8

I'm trying to do a simple regex match using NSRegularExpression, but I'm having some problems matching the string when the source contains multibyte characters:

let string = "D 9"

// The following matches (any characters)(SPACE)(numbers)(any characters)
let pattern = "([\\s\\S]*) ([0-9]*)(.*)"

let slen : Int = string.lengthOfBytesUsingEncoding(NSUTF8StringEncoding)

var error: NSError? = nil

var regex = NSRegularExpression(pattern: pattern, options: NSRegularExpressionOptions.DotMatchesLineSeparators, error: &error)

var result = regex?.stringByReplacingMatchesInString(string, options: nil, range: NSRange(location:0,
length:slen), withTemplate: "First \"$1\" Second: \"$2\"")

The code above returns "D" and "9" as expected

If I now change the first line to include a UK 'Pound' currency symbol as follows:

let string = "£ 9"

Then the match doesn't work, even though the ([\\s\\S]*) part of the expression should still match any leading characters.

I understand that the £ symbol will take two bytes but the wildcard leading match should ignore those shouldn't it?

Can anyone explain what is going on here please?

PiotrWolkowski
  • 8,408
  • 6
  • 48
  • 68
NEIL STRONG
  • 113
  • 7
  • I'm not familiar with Swift and its regex engine, but in general I would be terribly surprised to find that `\s\S` isn't equivalent to `.` when Unicode is involved. Why aren't you using `.*` in the first grouping? That said, I'm not entirely convinced that tha's where the problem is, either; I think it's more likely that `[0-9]` fails to match unicode digits than that `\S` fails to match arbitrary non-space unicode characters. – Kyle Strand Apr 20 '15 at 19:23
  • Swift *does* support the `\d` character class, so why are you using `[0-9]`? If you try matching with `(.*) (\d*)(.*)`, do you get a match? – Kyle Strand Apr 20 '15 at 19:27
  • Thanks Kyle.
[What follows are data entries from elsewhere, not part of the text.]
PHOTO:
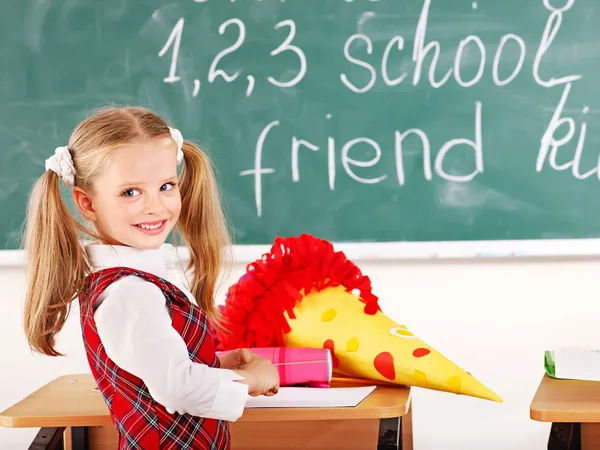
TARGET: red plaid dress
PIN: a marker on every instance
(141, 422)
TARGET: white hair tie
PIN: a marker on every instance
(178, 138)
(61, 163)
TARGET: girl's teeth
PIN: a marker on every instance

I was using \s\S because of a mis-reading of an article about misuse of the '.' character. I've changed it to "(.*) (\d*)(.*)" but it still fails to match. I'm beginning to suspect it is a bug in the Swift implementation - any other character matches OK - E.g. "D$+@ 9" but when I put a '£' symbol anywhere in the string to be matched, it fails! – NEIL STRONG Apr 22 '15 at 05:54

2 Answers2

14

It can be confusing. The first parameter of stringByReplacingMatchesInString() is mapped from NSString in Objective-C to String in Swift, but the range: parameter is still an NSRange. Therefore you have to specify the range in the units used by NSString (which is the number of UTF-16 code points):

var result = regex?.stringByReplacingMatchesInString(string,
        options: nil,
        range: NSRange(location:0, length:(string as NSString).length),
        withTemplate: "First \"$1\" Second: \"$2\"")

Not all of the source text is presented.